The Digital Operational Resilience Act (DORA), an EU regulation aimed at strengthening the IT security of financial entities is now ‘live’ and fully applicable as of January 17. This legislation mandates that financial institutions, including banks, insurance companies, and investment firms, ensure they can withstand, respond to, and recover from all types of Information and Communication Technology (ICT) related disruptions and threats.
DORA introduces five key pillars: ICT risk management, incident management and reporting, digital operational resilience testing, ICT third-party risk management, and information sharing. To dig deeper into operational resilience scenario testing, we caught up with Davis DeRodes, Lead Data Scientist at operational resilience specialists Fusion Risk Management.
“Regarding scenario testing, start with the basics,” says DeRodes. “Many organizations only test once or twice a year, but regulations demand more frequent testing. AI can help you test more often. It also acts as an unbiased party in proposing scenarios, especially for regulated clients who need scenarios that are severe yet plausible. AI can show plausibility by referencing historical examples, which is incredibly helpful,” he says.
Fusion’s Scenario Simulation and Intelligence suite allows organizations to run thousands of “severe but plausible” operational risk scenarios concurrently, unveiling hidden vulnerabilities in systems, processes, and resilience plans. By leveraging fusion’s proprietary AI combined with internal and external historical event data—for example vendor services outages like last year’s CrowdStrike incident or cyber security incidents—teams can prioritize the most impactful gaps, reduce human bias, and gain clarity on what to fix or plan for, ensuring optimal preparation for any disruption.
These capabilities also address incomplete or untrusted data by highlighting information gaps and prioritizing which issues to resolve first. Additionally, they improve engagement in tabletop exercises by identifying relevant scenarios and the right departments and specific roles in advance, helping organizations save time and resources. All of this is seamlessly managed within the same Fusion platform that teams will rely on to handle real incidents, creating a cohesive and efficient resilience framework.
Compliance with DORA requires firms to capture and report on data they previously did not need to collect—e.g. third-party supply chain dependencies—often necessitating a shift in data ownership and accountability within organizations.

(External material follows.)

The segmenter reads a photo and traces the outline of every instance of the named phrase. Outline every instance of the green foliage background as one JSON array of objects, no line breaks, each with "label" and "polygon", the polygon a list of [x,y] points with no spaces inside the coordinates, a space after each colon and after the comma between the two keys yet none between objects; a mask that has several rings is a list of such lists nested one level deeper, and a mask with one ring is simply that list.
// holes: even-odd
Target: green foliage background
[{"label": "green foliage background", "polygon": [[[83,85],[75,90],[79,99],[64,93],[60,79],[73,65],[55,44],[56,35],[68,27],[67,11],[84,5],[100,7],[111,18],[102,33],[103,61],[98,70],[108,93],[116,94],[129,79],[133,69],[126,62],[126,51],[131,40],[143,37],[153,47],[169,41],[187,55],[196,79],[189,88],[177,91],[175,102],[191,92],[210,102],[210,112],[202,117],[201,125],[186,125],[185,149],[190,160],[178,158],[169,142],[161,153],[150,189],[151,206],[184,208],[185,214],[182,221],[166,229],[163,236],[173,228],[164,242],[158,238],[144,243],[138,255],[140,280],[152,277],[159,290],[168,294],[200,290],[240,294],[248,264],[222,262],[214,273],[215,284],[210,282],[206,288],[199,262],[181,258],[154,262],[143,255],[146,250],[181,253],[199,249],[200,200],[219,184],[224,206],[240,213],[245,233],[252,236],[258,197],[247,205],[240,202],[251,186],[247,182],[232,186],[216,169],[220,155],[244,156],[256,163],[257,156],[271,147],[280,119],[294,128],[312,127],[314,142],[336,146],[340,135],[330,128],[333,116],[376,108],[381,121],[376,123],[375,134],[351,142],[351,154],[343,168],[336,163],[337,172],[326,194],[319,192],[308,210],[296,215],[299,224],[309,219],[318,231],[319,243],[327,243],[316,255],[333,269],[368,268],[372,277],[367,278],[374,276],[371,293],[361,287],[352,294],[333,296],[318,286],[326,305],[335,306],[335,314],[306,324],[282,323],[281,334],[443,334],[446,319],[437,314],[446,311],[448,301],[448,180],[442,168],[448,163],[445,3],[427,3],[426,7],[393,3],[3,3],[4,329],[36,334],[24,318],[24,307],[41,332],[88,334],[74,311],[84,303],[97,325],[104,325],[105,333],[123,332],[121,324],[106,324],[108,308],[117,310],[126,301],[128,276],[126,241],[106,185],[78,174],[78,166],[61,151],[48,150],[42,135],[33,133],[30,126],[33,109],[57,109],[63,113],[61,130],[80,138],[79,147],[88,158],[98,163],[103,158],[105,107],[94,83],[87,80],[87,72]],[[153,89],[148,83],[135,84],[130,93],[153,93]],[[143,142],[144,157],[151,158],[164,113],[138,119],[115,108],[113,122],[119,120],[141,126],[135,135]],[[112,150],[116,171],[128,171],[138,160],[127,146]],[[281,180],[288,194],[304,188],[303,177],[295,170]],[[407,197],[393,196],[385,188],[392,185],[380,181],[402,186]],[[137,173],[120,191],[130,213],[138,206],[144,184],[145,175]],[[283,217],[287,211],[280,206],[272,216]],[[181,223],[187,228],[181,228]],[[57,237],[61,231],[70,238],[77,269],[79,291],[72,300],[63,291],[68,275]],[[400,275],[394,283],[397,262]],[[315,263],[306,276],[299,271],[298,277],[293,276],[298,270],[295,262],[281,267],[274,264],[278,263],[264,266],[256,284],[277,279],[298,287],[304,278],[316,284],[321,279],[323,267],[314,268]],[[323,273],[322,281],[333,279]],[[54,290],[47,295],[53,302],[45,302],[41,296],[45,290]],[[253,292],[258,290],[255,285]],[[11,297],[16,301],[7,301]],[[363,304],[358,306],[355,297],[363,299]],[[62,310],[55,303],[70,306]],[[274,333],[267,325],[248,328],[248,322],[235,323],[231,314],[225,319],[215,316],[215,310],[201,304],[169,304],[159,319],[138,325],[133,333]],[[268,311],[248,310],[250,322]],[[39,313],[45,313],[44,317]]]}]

Initially perceived as a security issue managed by Chief Information Security Officers (CISOs), the responsibility for DORA compliance has increasingly moved to Chief Operating Officers (COOs), reflecting its broader operational impact.
Published regulatory frameworks, such as those from the Basel Committee on Banking Supervision (BCBS) follow a principles-based approach. In contrast, DORA stands out for its detailed prescriptive obligations. This specificity, whilst providing clarity on regulatory expectations actually risks encouraging firms to adopt a tactical box-checking approach, rather than a strategic evaluation of the firms digital supply chains.
Tom Henshaw, Fusion’s Head of Platform Go to Market for EMEA shared some perspectives on how the regulatory divergence between the EU and Post-Brexit UK’s more principles-based approach. “I guess ultimately, it would probably come down to the way in which the regulation is governed, because it [DORA] is so prescriptive about what needs to be done, how, when, and that sort of thing,” he says, suggesting “The ESA and the European regulators, may be slightly missing the mark by moving resilience to a compliance-driven activity, rather than a value creation or a competitive advantage activity.
“Resilience is a value creation activity because it enables firms to provide their services or products to the market over a longer duration because they’ll have more uptime and their customers will be stickier because ultimately, resilience is about protecting the customer and fulfilling the obligations made to the customers. So, I think the focus should always be on achieving those outcomes from a regulatory standpoint,” he says.